Pyro has many types generally personally i find pyro works great in stand or hand development rather then rotatIon.
I've used in particular pyrocat HD in both rotary and manual development. It's a dependable developer that just always works in my experience. What rotary development may/will not give you, is the emphasized edge effects that you can get with minimal agitation - but I doubt you'd ever be able to see the difference in terms of edge effects/acutance between constant agitation and, say, once per 30 or 60 seconds. IME things start to become visible once you have intervals of several minutes between agitation cycles. But that doesn't necessarily take a pyro developer; the same will be true for e.g. rodinal.

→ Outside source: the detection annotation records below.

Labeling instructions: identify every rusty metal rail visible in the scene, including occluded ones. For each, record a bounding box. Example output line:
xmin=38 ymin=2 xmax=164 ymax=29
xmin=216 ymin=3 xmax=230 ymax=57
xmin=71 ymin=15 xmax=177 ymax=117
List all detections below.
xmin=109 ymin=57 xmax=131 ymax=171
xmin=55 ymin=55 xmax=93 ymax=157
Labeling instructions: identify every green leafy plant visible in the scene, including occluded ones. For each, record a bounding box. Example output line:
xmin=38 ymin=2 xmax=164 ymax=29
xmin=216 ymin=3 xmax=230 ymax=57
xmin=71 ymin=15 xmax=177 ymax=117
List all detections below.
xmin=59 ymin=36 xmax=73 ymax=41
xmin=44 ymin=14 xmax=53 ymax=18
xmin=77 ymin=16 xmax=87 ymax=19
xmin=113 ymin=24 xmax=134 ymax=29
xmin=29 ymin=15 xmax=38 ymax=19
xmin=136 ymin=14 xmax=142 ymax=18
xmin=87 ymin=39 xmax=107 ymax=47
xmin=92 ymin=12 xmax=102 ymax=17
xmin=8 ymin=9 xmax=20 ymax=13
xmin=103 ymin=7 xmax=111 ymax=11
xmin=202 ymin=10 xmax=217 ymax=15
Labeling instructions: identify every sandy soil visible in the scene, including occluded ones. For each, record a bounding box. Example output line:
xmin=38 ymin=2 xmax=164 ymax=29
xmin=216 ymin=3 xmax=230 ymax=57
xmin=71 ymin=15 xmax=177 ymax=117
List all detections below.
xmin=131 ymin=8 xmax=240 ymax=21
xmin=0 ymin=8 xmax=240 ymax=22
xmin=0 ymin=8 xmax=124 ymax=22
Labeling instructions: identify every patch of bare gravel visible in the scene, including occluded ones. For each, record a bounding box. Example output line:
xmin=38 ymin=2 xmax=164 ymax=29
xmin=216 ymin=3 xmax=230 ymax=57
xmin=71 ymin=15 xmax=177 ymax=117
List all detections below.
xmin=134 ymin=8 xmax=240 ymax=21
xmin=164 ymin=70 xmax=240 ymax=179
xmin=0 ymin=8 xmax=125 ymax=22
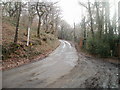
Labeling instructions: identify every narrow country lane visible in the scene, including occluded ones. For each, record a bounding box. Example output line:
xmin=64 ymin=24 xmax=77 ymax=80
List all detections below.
xmin=3 ymin=40 xmax=78 ymax=88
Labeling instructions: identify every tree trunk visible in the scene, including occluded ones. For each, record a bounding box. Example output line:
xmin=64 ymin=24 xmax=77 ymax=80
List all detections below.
xmin=88 ymin=0 xmax=94 ymax=38
xmin=37 ymin=17 xmax=41 ymax=37
xmin=118 ymin=1 xmax=120 ymax=43
xmin=14 ymin=2 xmax=21 ymax=44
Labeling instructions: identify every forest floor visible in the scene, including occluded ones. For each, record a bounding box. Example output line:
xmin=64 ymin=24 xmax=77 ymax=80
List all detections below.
xmin=0 ymin=17 xmax=60 ymax=70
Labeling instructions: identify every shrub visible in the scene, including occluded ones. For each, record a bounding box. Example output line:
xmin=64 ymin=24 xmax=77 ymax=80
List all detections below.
xmin=86 ymin=38 xmax=110 ymax=57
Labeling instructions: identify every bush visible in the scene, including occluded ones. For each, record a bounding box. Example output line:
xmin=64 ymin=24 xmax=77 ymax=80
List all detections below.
xmin=86 ymin=38 xmax=110 ymax=57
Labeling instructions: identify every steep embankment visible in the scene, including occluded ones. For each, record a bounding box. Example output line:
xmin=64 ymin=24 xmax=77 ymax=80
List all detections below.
xmin=2 ymin=18 xmax=60 ymax=70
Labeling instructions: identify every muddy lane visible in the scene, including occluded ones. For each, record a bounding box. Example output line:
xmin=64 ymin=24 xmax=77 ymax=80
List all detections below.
xmin=3 ymin=40 xmax=78 ymax=88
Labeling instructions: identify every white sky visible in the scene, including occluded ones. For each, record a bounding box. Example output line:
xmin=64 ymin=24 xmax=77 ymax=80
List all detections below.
xmin=50 ymin=0 xmax=120 ymax=25
xmin=3 ymin=0 xmax=120 ymax=26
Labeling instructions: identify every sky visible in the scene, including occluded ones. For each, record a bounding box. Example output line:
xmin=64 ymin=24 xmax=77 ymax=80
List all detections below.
xmin=3 ymin=0 xmax=120 ymax=26
xmin=47 ymin=0 xmax=120 ymax=26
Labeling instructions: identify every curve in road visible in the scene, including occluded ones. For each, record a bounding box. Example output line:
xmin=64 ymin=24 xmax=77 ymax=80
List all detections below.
xmin=3 ymin=40 xmax=78 ymax=88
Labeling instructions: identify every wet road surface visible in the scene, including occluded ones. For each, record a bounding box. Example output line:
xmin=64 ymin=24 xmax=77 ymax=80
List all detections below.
xmin=3 ymin=40 xmax=78 ymax=88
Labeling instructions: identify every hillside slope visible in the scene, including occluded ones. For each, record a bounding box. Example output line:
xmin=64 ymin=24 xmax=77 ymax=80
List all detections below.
xmin=2 ymin=18 xmax=60 ymax=70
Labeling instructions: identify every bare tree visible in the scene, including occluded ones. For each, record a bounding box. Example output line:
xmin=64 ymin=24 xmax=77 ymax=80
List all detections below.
xmin=14 ymin=2 xmax=21 ymax=44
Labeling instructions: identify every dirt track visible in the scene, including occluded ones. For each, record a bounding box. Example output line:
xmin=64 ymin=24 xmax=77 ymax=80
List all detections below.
xmin=3 ymin=41 xmax=120 ymax=88
xmin=48 ymin=53 xmax=120 ymax=88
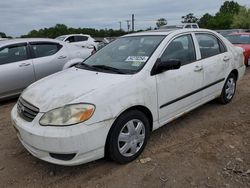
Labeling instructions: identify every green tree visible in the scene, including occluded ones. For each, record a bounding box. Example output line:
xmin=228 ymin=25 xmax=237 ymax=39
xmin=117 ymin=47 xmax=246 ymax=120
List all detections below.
xmin=0 ymin=32 xmax=7 ymax=38
xmin=199 ymin=1 xmax=240 ymax=29
xmin=181 ymin=13 xmax=199 ymax=23
xmin=21 ymin=24 xmax=126 ymax=38
xmin=232 ymin=7 xmax=250 ymax=29
xmin=198 ymin=13 xmax=214 ymax=29
xmin=156 ymin=18 xmax=167 ymax=28
xmin=220 ymin=1 xmax=240 ymax=15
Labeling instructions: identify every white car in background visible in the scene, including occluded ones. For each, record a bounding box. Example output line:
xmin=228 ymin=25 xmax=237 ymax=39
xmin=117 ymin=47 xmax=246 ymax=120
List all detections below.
xmin=56 ymin=34 xmax=98 ymax=51
xmin=0 ymin=38 xmax=93 ymax=100
xmin=11 ymin=29 xmax=246 ymax=165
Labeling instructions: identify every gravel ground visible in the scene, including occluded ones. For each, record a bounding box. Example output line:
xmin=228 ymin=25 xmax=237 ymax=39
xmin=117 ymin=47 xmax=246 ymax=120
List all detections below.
xmin=0 ymin=68 xmax=250 ymax=188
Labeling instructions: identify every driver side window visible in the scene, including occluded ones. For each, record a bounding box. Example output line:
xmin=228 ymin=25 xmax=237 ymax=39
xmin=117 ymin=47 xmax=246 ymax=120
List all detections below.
xmin=161 ymin=35 xmax=196 ymax=65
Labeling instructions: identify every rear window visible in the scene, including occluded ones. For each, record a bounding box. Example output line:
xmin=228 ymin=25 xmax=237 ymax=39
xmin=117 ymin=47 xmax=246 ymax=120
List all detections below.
xmin=195 ymin=34 xmax=226 ymax=59
xmin=31 ymin=43 xmax=62 ymax=58
xmin=226 ymin=35 xmax=250 ymax=44
xmin=0 ymin=45 xmax=28 ymax=65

The main concern with pyro vs. rotary development has historically been the propensity of pyro developers to oxidize rapidly and thus leave a fairly dense stain all over the film. For enlargement, this generally doesn't hurt, necessarily, although it's also not really a benefit in any way. Those who have concerns about the useful lifetime of the developer may choose to renew the developer halfway development; I think
@Carnie Bob does this with PMK Pyro. Maybe he can comment.
I agree with the notion 'what works for you' etc; we all have our preferences and one approach isn't necessarily better than another. Personally I've done a lot of rotary as well as manual development; my inclination towards the latter at this point is mostly laziness; not wanting to drag the Jobo from its storage space, fill it up, drain & let dry etc. For 35mm B&W I also currently prefer manual agitation with 3-minute intervals which I think (it's more a hunch than an objective observation) gives nice acutance on films like HP5+, Double-X and Fomapan 200.
Thanks a lot for great insights into this topic, I've decided to not use Jobo processor for B&W and rather continue my old trusty method. You've all helped me a lot!
Great; I'm glad to hear the latter, regardless of which option you ultimately go with!